Cases of Teslaization: Well, Tesla comes from the electric car business, challenging SNECMA with Space X. But also Tesla challenging energy providers with Powerwall and public transportation companies with Hyperloop. Before that, Amazon developed the most powerful B2B cloud services out of their e-commerce backbone.

What is the profile of the disrupted companies: None specifically. Unlike Uberization you haven’t slipped or done wrong on your market. It just happens that someone was building technology for its purpose, which also has killer features in your market. And they are being smart about it.

How to treat: Take this threat seriously. You may feel they are uneducated on your market and that they aren’t just going to walk in. You probably overestimate the barrier to entry market-wise. And they have better technology, remember? Now, you can take preventive actions, such as exploring for yourself adjacent markets with your core technology. Or, at least invest in startups pushing your technology in new directions. You’ll immediately meet your most powerful potential competitors. The trick is that you have to do that well before any serious threat starts to appear. This is tremendously difficult.

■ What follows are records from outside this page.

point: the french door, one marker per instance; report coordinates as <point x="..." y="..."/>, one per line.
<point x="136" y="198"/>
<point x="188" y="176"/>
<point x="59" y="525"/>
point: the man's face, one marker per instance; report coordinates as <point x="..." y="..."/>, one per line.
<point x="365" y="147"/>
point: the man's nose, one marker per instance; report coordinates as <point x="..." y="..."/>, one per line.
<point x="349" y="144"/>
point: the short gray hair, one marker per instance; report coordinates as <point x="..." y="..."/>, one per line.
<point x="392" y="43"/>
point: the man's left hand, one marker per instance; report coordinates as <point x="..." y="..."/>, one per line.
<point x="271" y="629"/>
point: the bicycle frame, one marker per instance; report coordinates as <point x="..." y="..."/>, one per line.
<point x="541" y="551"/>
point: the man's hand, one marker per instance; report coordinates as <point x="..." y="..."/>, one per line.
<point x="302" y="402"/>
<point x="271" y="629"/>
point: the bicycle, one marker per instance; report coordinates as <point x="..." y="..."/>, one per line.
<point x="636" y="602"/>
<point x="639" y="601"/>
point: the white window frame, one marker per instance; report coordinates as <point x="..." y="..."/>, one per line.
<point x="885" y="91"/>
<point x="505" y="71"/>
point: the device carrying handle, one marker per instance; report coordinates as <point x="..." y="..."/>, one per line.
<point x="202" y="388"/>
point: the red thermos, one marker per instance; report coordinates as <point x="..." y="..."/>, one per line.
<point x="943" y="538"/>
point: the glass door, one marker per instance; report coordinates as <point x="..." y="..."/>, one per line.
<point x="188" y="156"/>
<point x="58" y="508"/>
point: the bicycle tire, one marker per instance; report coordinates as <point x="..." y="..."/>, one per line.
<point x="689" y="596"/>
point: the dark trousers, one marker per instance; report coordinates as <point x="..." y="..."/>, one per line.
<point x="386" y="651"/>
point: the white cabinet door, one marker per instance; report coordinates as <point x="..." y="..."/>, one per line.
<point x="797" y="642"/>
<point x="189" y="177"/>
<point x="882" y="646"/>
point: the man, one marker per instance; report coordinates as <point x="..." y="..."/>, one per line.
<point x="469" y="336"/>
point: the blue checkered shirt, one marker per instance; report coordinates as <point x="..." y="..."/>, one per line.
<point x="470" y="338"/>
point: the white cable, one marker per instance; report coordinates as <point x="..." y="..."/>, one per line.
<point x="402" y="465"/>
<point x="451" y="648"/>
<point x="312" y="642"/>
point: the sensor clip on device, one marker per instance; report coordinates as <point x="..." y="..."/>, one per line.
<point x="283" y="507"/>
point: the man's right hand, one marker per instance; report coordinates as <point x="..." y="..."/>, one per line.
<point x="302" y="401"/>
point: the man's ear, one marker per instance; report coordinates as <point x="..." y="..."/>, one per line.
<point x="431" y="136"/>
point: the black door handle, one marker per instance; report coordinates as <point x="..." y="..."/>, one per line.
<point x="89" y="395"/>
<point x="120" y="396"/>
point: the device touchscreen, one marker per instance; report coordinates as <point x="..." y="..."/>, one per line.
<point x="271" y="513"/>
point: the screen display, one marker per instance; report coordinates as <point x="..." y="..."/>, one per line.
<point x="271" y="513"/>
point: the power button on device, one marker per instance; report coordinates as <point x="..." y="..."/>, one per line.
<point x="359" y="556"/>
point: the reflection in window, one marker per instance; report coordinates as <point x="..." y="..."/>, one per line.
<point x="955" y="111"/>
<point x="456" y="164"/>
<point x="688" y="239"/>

Chance of survival: Excellent if you can foresee the troubles coming from markets that have no connections to yours. Because then, it’s mainly a resource game about technology. And we know how to improve technology. But this is what is usually impossible: it’s difficult for your board to accept that form of danger as a solid possibility; your stock market just won’t get it; and consulting companies that assist you essentially think that your competitors are the ones that are developing the same offer as you are, not invaders from another planet.

How risky is it:

The risk/innovation profile of Teslaization.

Disruption

This last one is the “by-the-book” definition of disruption, coined by Clayton Christensen in 1995.

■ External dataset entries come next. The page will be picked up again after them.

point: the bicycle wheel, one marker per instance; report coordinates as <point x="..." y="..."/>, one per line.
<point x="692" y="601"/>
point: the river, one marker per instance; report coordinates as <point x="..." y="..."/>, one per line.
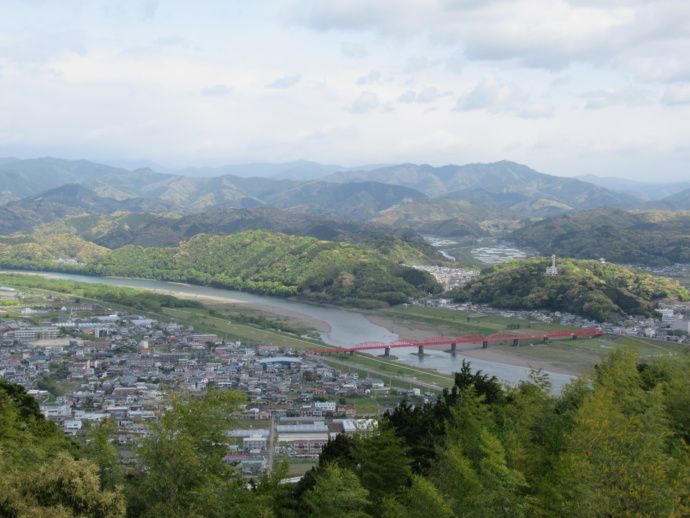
<point x="347" y="328"/>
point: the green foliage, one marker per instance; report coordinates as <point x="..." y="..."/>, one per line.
<point x="272" y="264"/>
<point x="653" y="238"/>
<point x="257" y="262"/>
<point x="603" y="292"/>
<point x="181" y="458"/>
<point x="39" y="475"/>
<point x="144" y="300"/>
<point x="337" y="493"/>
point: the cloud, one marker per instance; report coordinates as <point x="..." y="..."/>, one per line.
<point x="677" y="94"/>
<point x="173" y="40"/>
<point x="428" y="95"/>
<point x="542" y="34"/>
<point x="371" y="78"/>
<point x="537" y="110"/>
<point x="285" y="82"/>
<point x="353" y="50"/>
<point x="497" y="96"/>
<point x="493" y="95"/>
<point x="149" y="8"/>
<point x="366" y="102"/>
<point x="417" y="64"/>
<point x="216" y="91"/>
<point x="623" y="97"/>
<point x="35" y="48"/>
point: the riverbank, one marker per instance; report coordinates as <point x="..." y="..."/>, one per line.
<point x="293" y="317"/>
<point x="496" y="354"/>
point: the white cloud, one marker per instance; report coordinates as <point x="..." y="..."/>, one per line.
<point x="217" y="90"/>
<point x="622" y="97"/>
<point x="353" y="50"/>
<point x="493" y="95"/>
<point x="365" y="103"/>
<point x="427" y="95"/>
<point x="371" y="78"/>
<point x="285" y="82"/>
<point x="677" y="94"/>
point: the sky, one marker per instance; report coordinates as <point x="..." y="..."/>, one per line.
<point x="567" y="87"/>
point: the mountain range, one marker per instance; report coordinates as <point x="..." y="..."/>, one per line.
<point x="115" y="207"/>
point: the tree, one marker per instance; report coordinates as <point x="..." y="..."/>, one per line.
<point x="336" y="494"/>
<point x="63" y="488"/>
<point x="100" y="450"/>
<point x="182" y="467"/>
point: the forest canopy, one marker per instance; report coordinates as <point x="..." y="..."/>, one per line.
<point x="595" y="290"/>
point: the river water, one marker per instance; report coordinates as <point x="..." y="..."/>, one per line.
<point x="347" y="328"/>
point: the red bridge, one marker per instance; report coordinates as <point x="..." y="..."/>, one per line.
<point x="515" y="337"/>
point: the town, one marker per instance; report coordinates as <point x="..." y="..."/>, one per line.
<point x="85" y="363"/>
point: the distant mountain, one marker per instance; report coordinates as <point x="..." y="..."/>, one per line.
<point x="297" y="170"/>
<point x="603" y="292"/>
<point x="356" y="201"/>
<point x="133" y="165"/>
<point x="358" y="195"/>
<point x="446" y="217"/>
<point x="69" y="200"/>
<point x="644" y="191"/>
<point x="677" y="201"/>
<point x="147" y="230"/>
<point x="652" y="237"/>
<point x="22" y="178"/>
<point x="505" y="184"/>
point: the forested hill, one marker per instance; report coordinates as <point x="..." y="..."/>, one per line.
<point x="650" y="237"/>
<point x="603" y="292"/>
<point x="254" y="261"/>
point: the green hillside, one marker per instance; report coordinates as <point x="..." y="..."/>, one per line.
<point x="23" y="251"/>
<point x="446" y="217"/>
<point x="603" y="292"/>
<point x="651" y="237"/>
<point x="255" y="261"/>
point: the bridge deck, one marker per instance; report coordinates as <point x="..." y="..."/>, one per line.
<point x="442" y="340"/>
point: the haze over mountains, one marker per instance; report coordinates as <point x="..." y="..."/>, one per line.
<point x="47" y="195"/>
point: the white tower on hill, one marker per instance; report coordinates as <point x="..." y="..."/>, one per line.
<point x="552" y="270"/>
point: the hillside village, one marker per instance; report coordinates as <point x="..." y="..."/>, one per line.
<point x="121" y="366"/>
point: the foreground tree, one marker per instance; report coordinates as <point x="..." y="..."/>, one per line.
<point x="181" y="459"/>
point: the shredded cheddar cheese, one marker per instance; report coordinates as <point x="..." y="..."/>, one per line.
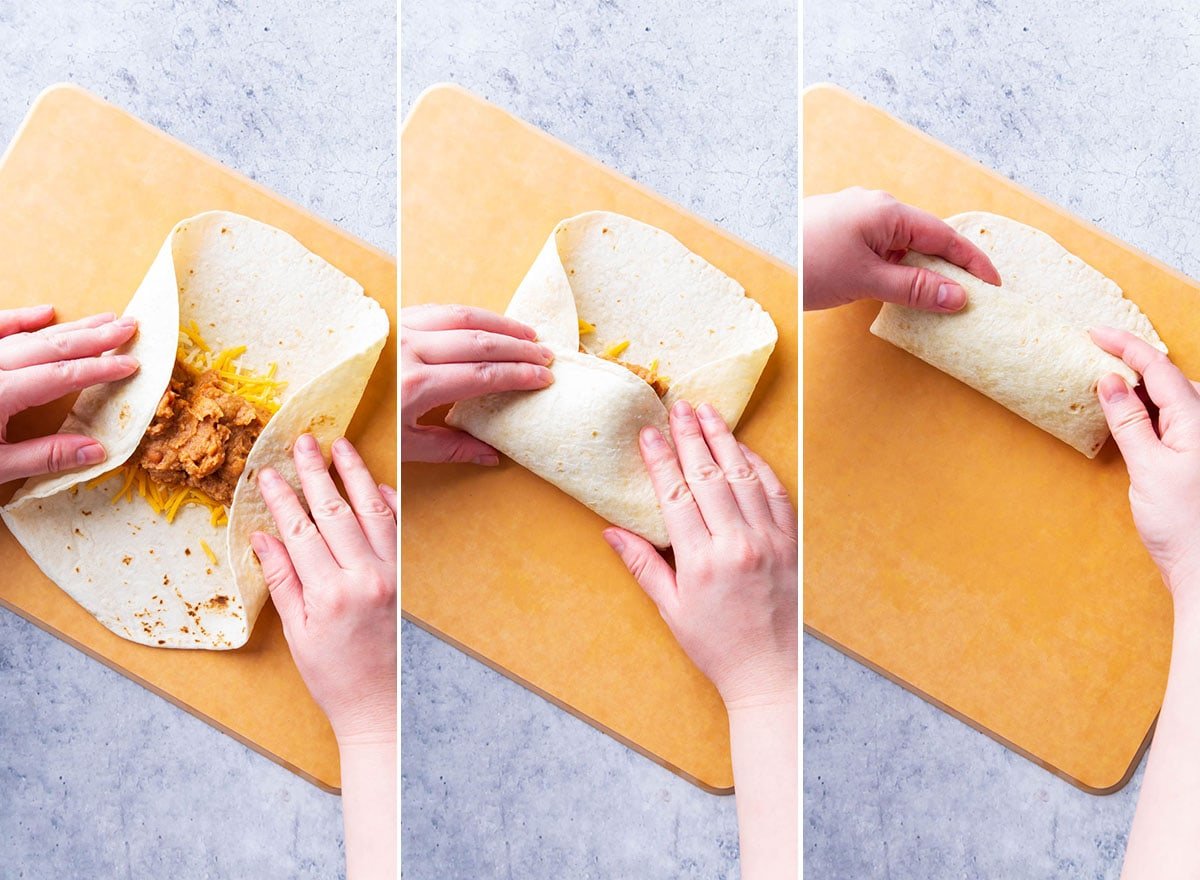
<point x="616" y="349"/>
<point x="258" y="389"/>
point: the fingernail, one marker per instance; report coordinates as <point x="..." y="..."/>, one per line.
<point x="1113" y="388"/>
<point x="90" y="454"/>
<point x="613" y="539"/>
<point x="652" y="437"/>
<point x="258" y="542"/>
<point x="951" y="297"/>
<point x="307" y="444"/>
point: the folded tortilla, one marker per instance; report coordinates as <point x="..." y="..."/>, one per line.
<point x="654" y="304"/>
<point x="1025" y="343"/>
<point x="240" y="283"/>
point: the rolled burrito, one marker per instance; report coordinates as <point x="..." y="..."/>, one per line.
<point x="1025" y="343"/>
<point x="636" y="322"/>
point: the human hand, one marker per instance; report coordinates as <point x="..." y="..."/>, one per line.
<point x="333" y="579"/>
<point x="732" y="600"/>
<point x="1164" y="466"/>
<point x="855" y="240"/>
<point x="451" y="353"/>
<point x="40" y="363"/>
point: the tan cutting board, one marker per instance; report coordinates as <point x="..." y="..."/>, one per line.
<point x="498" y="562"/>
<point x="88" y="193"/>
<point x="949" y="544"/>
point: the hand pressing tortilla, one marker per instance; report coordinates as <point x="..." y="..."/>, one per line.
<point x="1025" y="343"/>
<point x="636" y="322"/>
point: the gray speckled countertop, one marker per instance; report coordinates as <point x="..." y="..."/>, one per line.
<point x="699" y="102"/>
<point x="1096" y="111"/>
<point x="99" y="777"/>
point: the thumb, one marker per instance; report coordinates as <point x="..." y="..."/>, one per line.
<point x="646" y="563"/>
<point x="443" y="444"/>
<point x="1127" y="419"/>
<point x="59" y="452"/>
<point x="281" y="579"/>
<point x="918" y="288"/>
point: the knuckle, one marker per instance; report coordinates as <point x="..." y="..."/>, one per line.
<point x="677" y="494"/>
<point x="742" y="473"/>
<point x="459" y="315"/>
<point x="331" y="509"/>
<point x="299" y="526"/>
<point x="706" y="472"/>
<point x="484" y="343"/>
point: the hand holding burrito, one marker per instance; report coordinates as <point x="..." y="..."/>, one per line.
<point x="1024" y="345"/>
<point x="855" y="240"/>
<point x="451" y="353"/>
<point x="40" y="363"/>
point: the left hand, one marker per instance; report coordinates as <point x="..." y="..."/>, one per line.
<point x="333" y="579"/>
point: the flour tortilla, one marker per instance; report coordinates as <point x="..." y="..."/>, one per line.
<point x="1025" y="343"/>
<point x="244" y="283"/>
<point x="633" y="282"/>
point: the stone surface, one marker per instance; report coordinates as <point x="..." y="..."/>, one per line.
<point x="99" y="777"/>
<point x="699" y="102"/>
<point x="1096" y="111"/>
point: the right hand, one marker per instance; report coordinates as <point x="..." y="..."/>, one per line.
<point x="732" y="600"/>
<point x="40" y="363"/>
<point x="1164" y="466"/>
<point x="451" y="353"/>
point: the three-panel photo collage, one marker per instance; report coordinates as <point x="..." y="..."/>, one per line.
<point x="599" y="440"/>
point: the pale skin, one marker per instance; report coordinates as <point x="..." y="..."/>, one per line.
<point x="732" y="598"/>
<point x="1164" y="497"/>
<point x="850" y="237"/>
<point x="855" y="240"/>
<point x="333" y="579"/>
<point x="731" y="602"/>
<point x="41" y="361"/>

It is, to some extent, the conjunction of Uberization and Teslization: a new market is formed by a competitor bringing new technology to your market, leaving you out of customers with outdated solutions. In theory, Wikipedia would have destroyed and replaced modern education. We could argue that yes, sadly… But business schools, for that matter, are still striving. As far as I’m concerned, I have no example of “disruption.” Disrupting an incumbent happens whether on the market side or the technology side of the market. Essentially, the disruption would be overkill, and neither really happens. Except in business textbooks that unspecifically keep this word to cover the generic idea of “bad things can and will happen eventually to your business.” On their side, media have long traded the generic disruption word for Uberization, which doesn’t mean anything precise either.

The overall picture, in terms of risk assessment, would be something like that:

The global map of risk/innovation profiles.

Risk is key

Eventually, you should make peace with risk as a positive asset for your business.

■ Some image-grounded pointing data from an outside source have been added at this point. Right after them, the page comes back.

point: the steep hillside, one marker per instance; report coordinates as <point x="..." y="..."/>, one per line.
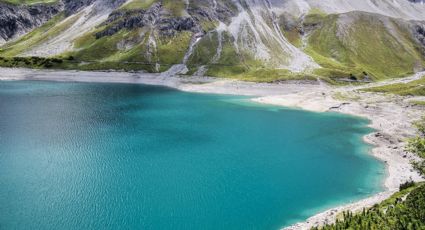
<point x="250" y="39"/>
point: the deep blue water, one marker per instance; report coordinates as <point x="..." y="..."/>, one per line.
<point x="121" y="156"/>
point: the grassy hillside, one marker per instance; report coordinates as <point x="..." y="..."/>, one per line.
<point x="362" y="44"/>
<point x="28" y="2"/>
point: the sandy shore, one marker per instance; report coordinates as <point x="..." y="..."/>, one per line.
<point x="390" y="116"/>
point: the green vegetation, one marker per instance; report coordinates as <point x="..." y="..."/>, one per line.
<point x="361" y="45"/>
<point x="137" y="4"/>
<point x="405" y="210"/>
<point x="392" y="214"/>
<point x="38" y="36"/>
<point x="28" y="2"/>
<point x="413" y="88"/>
<point x="417" y="145"/>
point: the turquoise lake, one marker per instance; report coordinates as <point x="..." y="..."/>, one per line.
<point x="122" y="156"/>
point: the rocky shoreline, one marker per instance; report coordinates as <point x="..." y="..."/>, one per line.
<point x="390" y="116"/>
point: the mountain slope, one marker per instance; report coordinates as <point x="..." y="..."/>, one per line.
<point x="251" y="39"/>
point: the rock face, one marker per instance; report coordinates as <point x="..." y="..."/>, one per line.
<point x="17" y="20"/>
<point x="223" y="37"/>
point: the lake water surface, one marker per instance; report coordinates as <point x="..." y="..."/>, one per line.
<point x="122" y="156"/>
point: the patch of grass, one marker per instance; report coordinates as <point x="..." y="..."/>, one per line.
<point x="171" y="50"/>
<point x="417" y="103"/>
<point x="137" y="4"/>
<point x="29" y="2"/>
<point x="38" y="36"/>
<point x="366" y="45"/>
<point x="414" y="88"/>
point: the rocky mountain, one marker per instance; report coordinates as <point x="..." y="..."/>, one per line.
<point x="251" y="39"/>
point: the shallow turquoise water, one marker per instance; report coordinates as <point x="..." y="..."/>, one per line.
<point x="119" y="156"/>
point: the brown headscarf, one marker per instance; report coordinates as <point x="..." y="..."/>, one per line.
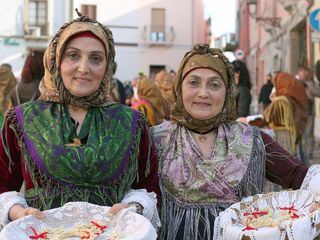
<point x="202" y="56"/>
<point x="148" y="90"/>
<point x="7" y="82"/>
<point x="164" y="81"/>
<point x="289" y="109"/>
<point x="51" y="86"/>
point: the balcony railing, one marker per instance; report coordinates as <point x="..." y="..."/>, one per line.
<point x="158" y="36"/>
<point x="35" y="31"/>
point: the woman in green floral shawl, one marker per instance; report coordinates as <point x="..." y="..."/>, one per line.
<point x="208" y="161"/>
<point x="72" y="144"/>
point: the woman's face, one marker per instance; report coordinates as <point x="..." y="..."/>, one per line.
<point x="203" y="93"/>
<point x="83" y="65"/>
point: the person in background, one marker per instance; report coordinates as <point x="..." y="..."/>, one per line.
<point x="72" y="144"/>
<point x="265" y="92"/>
<point x="313" y="90"/>
<point x="164" y="82"/>
<point x="243" y="87"/>
<point x="149" y="101"/>
<point x="117" y="91"/>
<point x="7" y="83"/>
<point x="6" y="65"/>
<point x="207" y="160"/>
<point x="28" y="87"/>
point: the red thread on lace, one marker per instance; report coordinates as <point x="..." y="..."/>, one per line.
<point x="292" y="211"/>
<point x="101" y="227"/>
<point x="38" y="236"/>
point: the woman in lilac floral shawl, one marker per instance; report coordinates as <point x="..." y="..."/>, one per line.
<point x="208" y="161"/>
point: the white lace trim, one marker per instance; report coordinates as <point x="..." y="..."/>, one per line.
<point x="149" y="202"/>
<point x="7" y="200"/>
<point x="312" y="179"/>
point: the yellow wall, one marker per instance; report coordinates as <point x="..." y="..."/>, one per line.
<point x="316" y="54"/>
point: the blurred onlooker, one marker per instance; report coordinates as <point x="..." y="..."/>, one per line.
<point x="312" y="90"/>
<point x="265" y="92"/>
<point x="32" y="72"/>
<point x="7" y="82"/>
<point x="164" y="82"/>
<point x="117" y="91"/>
<point x="148" y="100"/>
<point x="6" y="65"/>
<point x="243" y="87"/>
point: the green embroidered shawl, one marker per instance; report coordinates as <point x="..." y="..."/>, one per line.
<point x="100" y="171"/>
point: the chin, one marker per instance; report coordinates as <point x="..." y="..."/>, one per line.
<point x="81" y="94"/>
<point x="202" y="117"/>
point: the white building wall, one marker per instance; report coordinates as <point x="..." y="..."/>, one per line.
<point x="127" y="19"/>
<point x="16" y="50"/>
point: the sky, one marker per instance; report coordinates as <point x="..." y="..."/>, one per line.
<point x="223" y="15"/>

This way of understanding innovation about the quality and the intensity of risks taken is vital for startups. “What kind of risk are you leveraging?” is a top priority in evaluating a startup project. Not many startupers can understand – even less answer – the question. But there you are with a template answer:

  • You are actually aiming for ambitious disruption by reinventing technology and changing the way the market will use it, it’s probably too high a risk. But at least particular investors can connect with you if your team is a group of seasoned entrepreneurs with tremendous tech/design/business skills.
  • You play safe and stay in a safe zone, not pushing the market away from where it is, not bringing technology to the table… Well, this is TOO safe. You’re fighting with incumbents companies doing the very same thing, more or less in the same way. You just don’t have credentials and enough resources. This is crazy. Stop and take MORE risks.
  • Or you have a “thermodynamically” efficient level of risk – may it be about Uberization or Teslaization – that can bring a powerful change to the market (we call that innovation).

The key point of all this is that in the end, whether you are a fully developed industrial business or the flicker of a startup idea, not taking enough risk is too much of a risk.